- Calculus, Volume 2: Multi-Variable Calculus and Linear Algebra with Applications to Differential Equations and Probability
- Tom M. Apostol
- Second Edition
- 1991
- 978-1-119-49676-2
2.20 Exercises
11. $\quad$This exercise tells how to determine all nonsingular $2 \times 2$ matrices. Prove that \begin{align*} \begin{bmatrix} a & b \\ c & d \end{bmatrix} \begin{bmatrix} d & -b \\ -c & a \end{bmatrix} &= (ad - bc)I. \end{align*} Deduce that $\begin{bmatrix}a & b \\ c & d\end{bmatrix}$ is nonsingular if and only if $ad - bc \neq 0,$ in which case its inverse is \begin{align*} \frac{1}{ad - bc} \begin{bmatrix} d & -b \\ -c & a \end{bmatrix}. \end{align*}
Proof. $\quad$ By definition, the product $\begin{bmatrix} a & b \\ c & d \end{bmatrix}\begin{bmatrix} d & -b \\ -c & a\end{bmatrix}$ is the $2 \times 2$ matrix: \begin{align*} \begin{bmatrix} a & b \\ c & d \end{bmatrix} \begin{bmatrix} d & -b \\ -c & a \end{bmatrix} &= \begin{bmatrix} ad - bc & -ab + ba \\ cd - dc & -bc + da \end{bmatrix}. \end{align*} Then, because $a, b, c, d$ are scalars, addition and multiplication are commutative, giving us \begin{align*} \begin{bmatrix} ad - bc & -ab + ba \\ cd - dc & -bc + da \end{bmatrix} &= \begin{bmatrix} ad - bc & ab - ab \\ cd - cd & ad -bc \end{bmatrix} \\ &= \begin{bmatrix} ad - bc & 0\\ 0 & ad - bc \end{bmatrix} \\ &= (ad - bc)I. \end{align*}
$\quad$ If $\begin{bmatrix}a & b \\ c & d\end{bmatrix}$ is nonsingular, we can apply the Gauss-Jordan elimination process to determine its inverse. First, we initialize an augmented matrix as follows
\begin{align*}
\begin{bmatrix}
\begin{array}{cc|cc}
a & b & 1 & 0 \\
c & d & 0 & 1
\end{array}
\end{bmatrix}
\end{align*}
To determine the inverse, we wish to transform the $2 \times 2$ matrix to the left of the vertical line into the identity matrix. We can do so by using the three basic types of row operations:
$\quad$ (1) Interchanging two equations;
$\quad$ (2) Multiplying all the terms of an equation by a nonzero scalar;
$\quad$ (3) Adding one equation to a multiple of another.

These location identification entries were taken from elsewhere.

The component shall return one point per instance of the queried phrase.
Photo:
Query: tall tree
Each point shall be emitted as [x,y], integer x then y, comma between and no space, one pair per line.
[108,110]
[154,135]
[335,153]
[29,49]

The transformation carries on as follows:
\begin{align*}
\begin{bmatrix}
\begin{array}{cc|cc}
a & b & 1 & 0 \\
c & d & 0 & 1
\end{array}
\end{bmatrix}
\end{align*}
\begin{align*}
\begin{bmatrix}
\begin{array}{cc|cc}
ac & bc & c & 0 \\
ac & ad & 0 & a
\end{array}
\end{bmatrix}
\end{align*}
\begin{align*}
\begin{bmatrix}
\begin{array}{cc|cc}
ac & bc & c & 0 \\
0 & ad - bc & -c & a
\end{array}
\end{bmatrix}
\end{align*}
\begin{align*}
\begin{bmatrix}
\begin{array}{cc|cc}
ac & bc & c & 0 \\
0 & ad - bc & -c & a
\end{array}
\end{bmatrix}
\end{align*}
It is at this point we find that if $ad - bc = 0,$ then the bottom row is all zeros, meaning that the elimination process ends and that $\begin{bmatrix}a & b \\ c & d\end{bmatrix}$ cannot be inverted, leading to a contradiction. Thus, if $\begin{bmatrix}a & b \\ c & d\end{bmatrix}$ is nonsingular, then $ad - bc \neq 0.$
$\quad$ Now, assume that $ad - bc \neq 0.$ The elimination process continutes as follows: \begin{align*} \begin{bmatrix} \begin{array}{cc|cc} ac & bc & c & 0 \\ 0 & 1 & \frac{-c}{ad - bc} & \frac{a}{ad - bc} \end{array} \end{bmatrix} \end{align*} \begin{align*} \begin{bmatrix} \begin{array}{cc|cc} ac & 0 & \frac{acd}{ad - bc} & \frac{-abc}{ad - bc} \\ 0 & 1 & \frac{-c}{ad - bc} & \frac{a}{ad - bc} \end{array} \end{bmatrix} \end{align*} \begin{align*} \begin{bmatrix} \begin{array}{cc|cc} 1 & 0 & \frac{d}{ad - bc} & \frac{-b}{ad - bc} \\ 0 & 1 & \frac{-c}{ad - bc} & \frac{a}{ad - bc} \end{array} \end{bmatrix} \end{align*} As we can see, the inverse of $\begin{bmatrix}a & b \\ c & d\end{bmatrix}$ is given by \begin{align*} \frac{1}{ad - bc} \begin{bmatrix} \begin{array}{cc} d & -b \\ -c & a \end{array} \end{bmatrix}. \quad \blacksquare \end{align*}